Postpartum Running: Myths Debunked

The journey back to running after having a baby is filled with conflicting advice, old wives’ tales, and well-meaning but often misleading information. New mothers deserve to know the truth about postpartum running so they can make informed decisions about their recovery and fitness goals.

Whether you’re an experienced runner eager to lace up your shoes again or someone looking to start a running routine postpartum, understanding the facts versus fiction can make all the difference. This article will debunk the most common myths surrounding postpartum running and provide you with evidence-based guidance for safely returning to the sport you love.

🏃‍♀️ The Six-Week Rule Is All You Need to Follow

Perhaps the most pervasive myth in postpartum running is that once you receive medical clearance at your six-week checkup, you’re automatically ready to run at your pre-pregnancy level. This oversimplification can lead to injuries and setbacks for many new mothers.

The six-week medical clearance typically indicates that your uterus has returned to its normal size and any vaginal or cesarean incisions have healed sufficiently. However, this doesn’t mean your pelvic floor, abdominal muscles, or connective tissues have fully recovered from the demands of pregnancy and childbirth.

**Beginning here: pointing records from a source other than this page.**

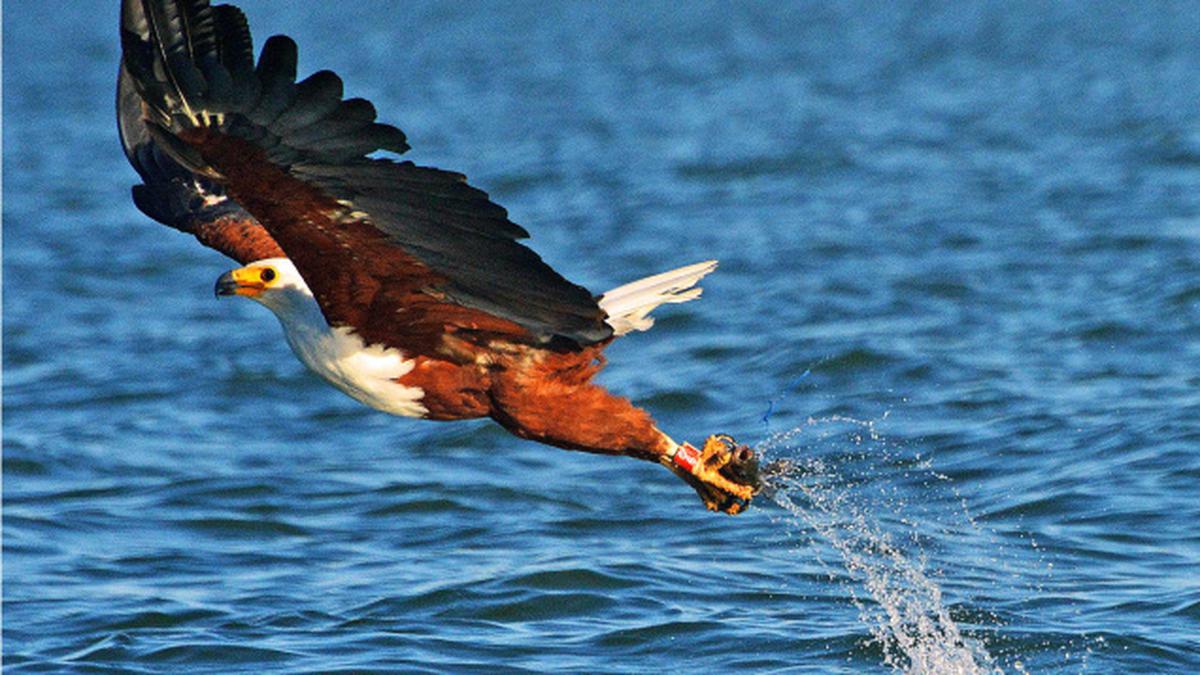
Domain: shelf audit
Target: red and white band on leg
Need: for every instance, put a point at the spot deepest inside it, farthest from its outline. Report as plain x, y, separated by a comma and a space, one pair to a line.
685, 457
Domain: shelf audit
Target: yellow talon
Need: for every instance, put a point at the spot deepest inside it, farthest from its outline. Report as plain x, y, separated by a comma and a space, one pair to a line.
703, 472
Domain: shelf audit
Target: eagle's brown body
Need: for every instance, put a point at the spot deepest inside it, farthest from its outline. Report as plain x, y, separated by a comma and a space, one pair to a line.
411, 261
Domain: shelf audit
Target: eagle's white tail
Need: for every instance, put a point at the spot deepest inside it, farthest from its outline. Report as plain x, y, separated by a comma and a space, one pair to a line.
630, 305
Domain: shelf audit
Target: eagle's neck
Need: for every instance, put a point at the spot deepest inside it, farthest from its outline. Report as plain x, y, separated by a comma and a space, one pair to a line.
367, 374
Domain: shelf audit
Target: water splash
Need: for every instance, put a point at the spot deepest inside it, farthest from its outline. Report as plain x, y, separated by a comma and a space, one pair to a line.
835, 497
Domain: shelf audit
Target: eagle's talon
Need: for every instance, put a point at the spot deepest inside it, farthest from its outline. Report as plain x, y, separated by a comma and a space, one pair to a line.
724, 473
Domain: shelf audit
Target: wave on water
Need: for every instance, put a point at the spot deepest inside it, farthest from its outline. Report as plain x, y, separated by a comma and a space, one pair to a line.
867, 541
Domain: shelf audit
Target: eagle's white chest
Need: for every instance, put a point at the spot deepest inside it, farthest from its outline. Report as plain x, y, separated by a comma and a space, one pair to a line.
341, 358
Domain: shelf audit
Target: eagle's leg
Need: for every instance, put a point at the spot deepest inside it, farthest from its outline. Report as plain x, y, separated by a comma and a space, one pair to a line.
587, 417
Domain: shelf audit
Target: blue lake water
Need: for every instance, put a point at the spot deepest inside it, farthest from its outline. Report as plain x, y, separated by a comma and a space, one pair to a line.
959, 290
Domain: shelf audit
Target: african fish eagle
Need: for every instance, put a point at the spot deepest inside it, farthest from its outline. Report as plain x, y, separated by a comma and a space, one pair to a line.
400, 285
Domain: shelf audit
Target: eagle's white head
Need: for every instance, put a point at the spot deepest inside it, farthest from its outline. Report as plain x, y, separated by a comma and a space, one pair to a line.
274, 282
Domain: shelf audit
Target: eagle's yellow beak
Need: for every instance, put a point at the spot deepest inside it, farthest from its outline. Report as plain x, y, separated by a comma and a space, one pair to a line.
243, 281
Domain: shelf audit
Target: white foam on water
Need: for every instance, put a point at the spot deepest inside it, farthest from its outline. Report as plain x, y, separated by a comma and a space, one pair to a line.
885, 572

Running is a high-impact activity that places significant stress on the pelvic floor with each stride. Research shows that runners experience forces of approximately 2.5 times their body weight with every foot strike. Without proper preparation, this can lead to pelvic floor dysfunction, including incontinence, prolapse, or pain.

What You Should Do Instead

Before returning to running, consider completing a graduated return-to-running program that includes strength training, walking progression, and pelvic floor assessment. Many physiotherapists recommend waiting at least 12 weeks postpartum before attempting to run, though individual timelines vary significantly.

Working with a pelvic floor physiotherapist can help identify any issues that need addressing before you start running. They can assess for diastasis recti, pelvic organ prolapse, and pelvic floor muscle function to ensure you’re truly ready.

You Should Wait Until You Stop Breastfeeding to Run

This myth likely stems from concerns about the hormone relaxin, which increases during pregnancy and remains elevated while breastfeeding. Some believe this makes running too risky due to increased joint laxity and injury risk.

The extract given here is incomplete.